The favorite part of school for many students is the last week of classes in a semester. It’s not because we can smell freedom is only a week away, but rather, because it is Teacher Evaluation Week. It is where wrongs can be righted and we can write how we really feel. Thought your professor graduated with a PhD from Truck Driving School? Maybe you secretly thought the clothes your professor were made them look like Snooki when she has a bad day?* Perhaps you didn't appreciate all of the low grades you received on papers you began the night before they were due? Well, you'll never have another chance to tell them unless you sign up for a fake email account, and since almost no one is going to do that, Teacher Evaluation Week will have to suffice. As a bonus, they’ll never find out our true identities because we write with our left hands and use incomplete sentences. Genius. These are some of my more memorable.
Her daughter is a musician in the loosest sense of the word, but if anyone mentions her, they automatically get an A. If she hates you, you're screwed. She also has a son but she never actually mentions him. It shouldn't be this easy to get an A.

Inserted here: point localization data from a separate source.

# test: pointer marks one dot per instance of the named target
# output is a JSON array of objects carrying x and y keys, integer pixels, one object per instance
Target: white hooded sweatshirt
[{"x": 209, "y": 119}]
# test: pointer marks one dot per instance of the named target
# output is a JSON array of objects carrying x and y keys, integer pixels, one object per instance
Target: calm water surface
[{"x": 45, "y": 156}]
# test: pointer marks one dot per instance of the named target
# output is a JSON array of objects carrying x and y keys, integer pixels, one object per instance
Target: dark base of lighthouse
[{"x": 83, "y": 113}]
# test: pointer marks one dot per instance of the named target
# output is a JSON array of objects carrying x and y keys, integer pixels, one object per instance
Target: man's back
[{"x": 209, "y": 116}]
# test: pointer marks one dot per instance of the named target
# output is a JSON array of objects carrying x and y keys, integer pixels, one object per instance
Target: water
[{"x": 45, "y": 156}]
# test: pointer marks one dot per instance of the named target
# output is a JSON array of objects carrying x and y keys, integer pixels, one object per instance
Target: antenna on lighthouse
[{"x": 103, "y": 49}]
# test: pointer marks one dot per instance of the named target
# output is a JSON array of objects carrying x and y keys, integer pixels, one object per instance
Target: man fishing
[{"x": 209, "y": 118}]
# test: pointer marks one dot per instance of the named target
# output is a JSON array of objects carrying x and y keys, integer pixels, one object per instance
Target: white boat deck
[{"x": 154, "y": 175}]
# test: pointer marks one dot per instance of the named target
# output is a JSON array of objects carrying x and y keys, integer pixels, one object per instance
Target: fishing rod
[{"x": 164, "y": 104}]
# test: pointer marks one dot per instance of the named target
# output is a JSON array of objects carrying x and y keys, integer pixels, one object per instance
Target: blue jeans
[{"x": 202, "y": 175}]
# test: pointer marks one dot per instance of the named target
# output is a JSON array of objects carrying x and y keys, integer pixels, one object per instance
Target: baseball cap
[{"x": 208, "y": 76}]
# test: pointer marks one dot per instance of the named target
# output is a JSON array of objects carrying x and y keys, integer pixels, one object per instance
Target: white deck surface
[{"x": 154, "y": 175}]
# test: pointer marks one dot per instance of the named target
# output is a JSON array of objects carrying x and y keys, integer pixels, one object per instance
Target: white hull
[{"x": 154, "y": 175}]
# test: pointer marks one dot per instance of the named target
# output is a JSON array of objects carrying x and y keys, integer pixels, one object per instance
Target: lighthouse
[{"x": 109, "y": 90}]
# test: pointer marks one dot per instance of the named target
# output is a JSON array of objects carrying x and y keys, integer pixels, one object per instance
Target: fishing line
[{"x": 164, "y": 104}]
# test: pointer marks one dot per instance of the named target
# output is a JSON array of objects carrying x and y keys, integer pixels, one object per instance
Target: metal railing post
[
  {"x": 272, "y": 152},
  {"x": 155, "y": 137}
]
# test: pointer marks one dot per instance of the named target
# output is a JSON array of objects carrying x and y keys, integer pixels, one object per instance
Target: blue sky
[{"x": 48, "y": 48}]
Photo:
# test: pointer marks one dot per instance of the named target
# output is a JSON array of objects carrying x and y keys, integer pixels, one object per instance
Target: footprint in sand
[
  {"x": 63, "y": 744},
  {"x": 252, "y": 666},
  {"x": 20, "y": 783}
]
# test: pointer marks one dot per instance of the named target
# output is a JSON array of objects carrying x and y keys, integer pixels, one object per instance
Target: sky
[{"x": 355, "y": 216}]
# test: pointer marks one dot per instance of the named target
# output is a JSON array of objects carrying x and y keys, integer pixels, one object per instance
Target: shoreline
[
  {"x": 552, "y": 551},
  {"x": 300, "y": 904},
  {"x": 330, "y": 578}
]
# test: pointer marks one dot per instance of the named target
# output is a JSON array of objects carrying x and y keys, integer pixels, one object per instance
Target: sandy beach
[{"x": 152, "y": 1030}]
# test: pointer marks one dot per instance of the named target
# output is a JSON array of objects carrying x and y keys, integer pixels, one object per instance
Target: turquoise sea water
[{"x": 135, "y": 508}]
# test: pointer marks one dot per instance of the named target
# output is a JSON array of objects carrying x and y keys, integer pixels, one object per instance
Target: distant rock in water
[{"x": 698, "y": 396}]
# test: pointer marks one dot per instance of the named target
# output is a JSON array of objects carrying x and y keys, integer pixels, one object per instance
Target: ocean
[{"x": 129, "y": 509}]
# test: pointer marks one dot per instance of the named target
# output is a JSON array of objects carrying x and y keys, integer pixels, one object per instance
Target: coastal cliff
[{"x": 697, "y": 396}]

When he shows up to class, it's great. Unfortunately, his kids seem to be "sick" at least once a week. When I say that, I mean it is likely he is out partying at Taco Bell with a gentleman I shall call "Borski." He also seems to add an "S" to everyone's last name for some reason. He's a great teacher, but he definitely has some quirks.
I walked into class not knowing how to find the area of a triangle. You know who also walked in not knowing anything about math? My professor.
I couldn’t take it anymore. This professor was driving me insane so I drove to the market, bought a nice, ripe tomato and brought it to the next class. While she was talking, I held it in my hand. Oh how juicy it was, both the situation and the tomato. I prepared to throw it at her, but as I sat there, I couldn’t do it. You know how I know this was one of the worst classes I have ever taken? I didn’t throw it not because I couldn’t deal with the consequences, but because I had spent one whole dollar on that tomato, and I didn’t think she was worth the dollar. I ate that tomato and it tasted like shame.
My professor was like caviar, she was an acquired taste. I am referring to her teaching style, not her...well, you know.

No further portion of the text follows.